• ACB on Virginia Woolf died (28-3-1941)

    From HenHanna@21:1/5 to Athel Cornish-Bowden on Fri Mar 29 10:07:42 2024
    XPost: alt.usage.english, alt.english.usage

    That's worthy of a Darwin Award.

    -- When i saw this, i felt a bit a better about being hated by (Dr.) ACB


    Re: Virginia Woolf died (28-3-1941)
    On 3/29/2024 2:46 AM, Athel Cornish-Bowden wrote:
    On 2024-03-29 09:35:59 +0000, Ross Clark said:

    Walked into the Ouse River after filling her coat pockets with stones.

    That's worthy of a Darwin Award.

    It was three weeks before her body was found.

    Crystal quotes at length from a radio talk (29-4-1937) in a series
    called "Words Fail Me".

    She says:
    "In the old days, when English was a new language, writers could
    invent new words and use them. Nowadays it is easy enough to invent
    new words...but we cannot use them because the language is old. You
    cannot use a brand new word in an old language because of the very
    obvious yet mysterious fact that a word is not a single and separate
    entity, but part of other words. It is not a word indeed until it is
    part of a sentence."

    Can anyone make sense of this for me?

    I can sort of understand that, but not to the point of trying to
    translate it into English.

    Who are the "we" and the "you" in that passage?

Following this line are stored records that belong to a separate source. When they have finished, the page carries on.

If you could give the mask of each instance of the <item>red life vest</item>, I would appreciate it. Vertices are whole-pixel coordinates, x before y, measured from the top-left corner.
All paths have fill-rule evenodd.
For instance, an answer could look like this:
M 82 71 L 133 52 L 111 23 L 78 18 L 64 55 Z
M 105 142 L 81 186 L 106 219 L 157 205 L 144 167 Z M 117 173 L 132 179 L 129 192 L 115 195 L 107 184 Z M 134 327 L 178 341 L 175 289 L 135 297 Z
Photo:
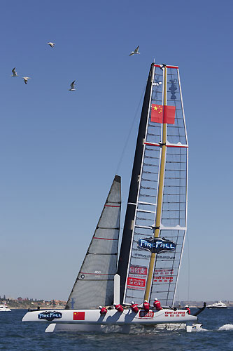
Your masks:
M 115 306 L 115 308 L 116 309 L 117 311 L 118 312 L 123 312 L 124 311 L 124 308 L 122 307 L 122 306 L 121 305 L 116 305 Z
M 149 312 L 149 310 L 150 310 L 150 303 L 143 303 L 143 309 L 144 309 L 144 311 Z
M 107 313 L 107 310 L 105 307 L 102 307 L 101 310 L 99 311 L 99 313 L 102 316 L 103 314 L 106 314 Z
M 157 311 L 160 311 L 160 310 L 162 310 L 162 308 L 161 307 L 160 301 L 159 301 L 159 300 L 154 301 L 153 305 L 154 305 L 154 307 L 156 308 Z
M 134 305 L 131 305 L 131 308 L 132 311 L 135 312 L 135 313 L 137 313 L 139 312 L 137 303 L 134 303 Z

    They're the same person!

    Further:
    "To combine new words with old words is fatal to the constitution of
    the sentence. In order to use new words properly you would have to
    invent a new language; and that, though no doubt we ahsll come to it,
    is not at the moment our business. Our business is to see what we can
    do with the English language as it is."

    Again the "you" and the "we" (well, "our").